Yes it is - very powerful,
Traudee. This paragraph from which you are quoting is found deep into the book - and further explains some of the points Warner makes in the Introduction to the book. I've been thinking of your recent posts, yours and
Jude's, and wondering how a feminist could possibly veiw "Cinderella" as anything but an attack on women. Reading the introduction and considering the fairy tale as a "weapon of the weaponless" sheds light on how Warner these stories to which she has dedicated so much of her time and research. Here are some of the points she made in the Introduction -
* Charles Perrault was a pioneer in disseminating fairy tales, but at the time he was writing them, there were 20 other writers, over half of them were women. (The others were lost, his survived.)
*Writers in 17th century France intended the fairy tales for an adult audience. Fairy tales were the television and the pornography of their day.
*Feminists in 1970 found Cinderella's story an oppressor's script for female domestication - the prince's castle a girl's ultimate goal.
*Warner: "I have become even more drawn to them as I have grown older. There is nothing in the least childlike abut fairy tales, and this, together with the suspect whiff of femininity hanging around them, attracted me to study them."
* Warner finds that evidence of conditions from past social and economic arrangements coexists in the tales
with the narrator's innovation.
* The slant is towards the tribulation of women...especially those of marriageable age.
*Prejudices are against old women especially - they are the mouthpiece of homespun wisdom.
*These are "stories of staying power because the meanings they generate are magical shape-shifters dancing to the needs of the audience."
*Contempt for women - an opportunity for them to exercise their wit and commemorate their ideas.

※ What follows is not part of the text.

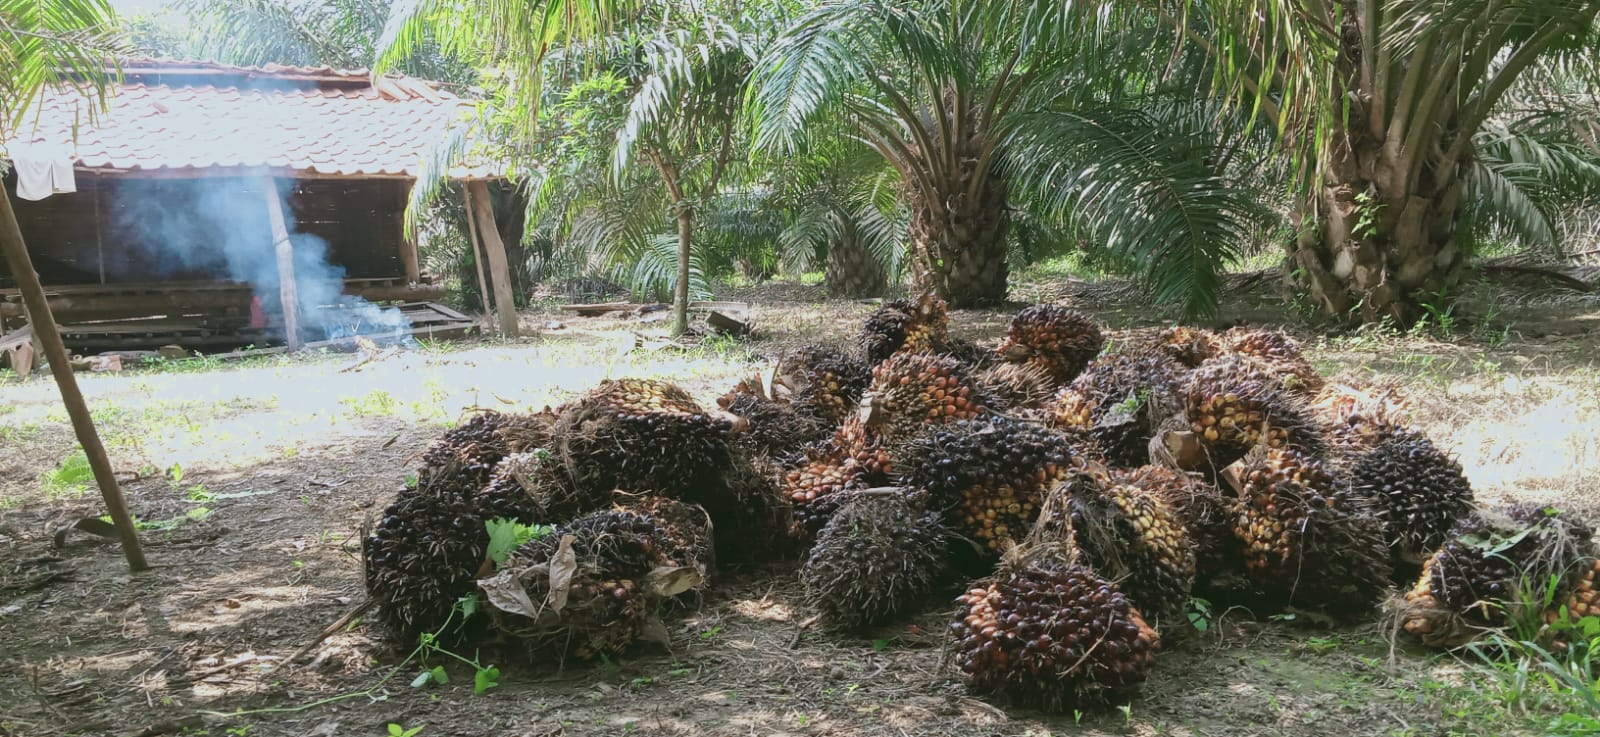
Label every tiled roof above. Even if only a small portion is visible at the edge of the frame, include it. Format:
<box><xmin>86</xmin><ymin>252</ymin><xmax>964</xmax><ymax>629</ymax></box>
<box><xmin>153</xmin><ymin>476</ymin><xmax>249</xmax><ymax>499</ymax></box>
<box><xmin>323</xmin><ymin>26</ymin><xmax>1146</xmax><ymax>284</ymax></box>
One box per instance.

I'm think I'm beginning to understand what Warner is saying about female tellers. They were better able to portray the conditions under which women had to endure than the men who heard the tales from them. Male writers, when they heard the stories from the female tellers missed the underlying message - and slanted the tales towards their immoral behaviour. They failed to understand what they saw as the hatred between women as part of the social and economic conditions - These issues were not evidenced in the men's retelling of the tales.
I'm really curious to hear what you think about Warner, feminism and the men who wrote the women's oral tales.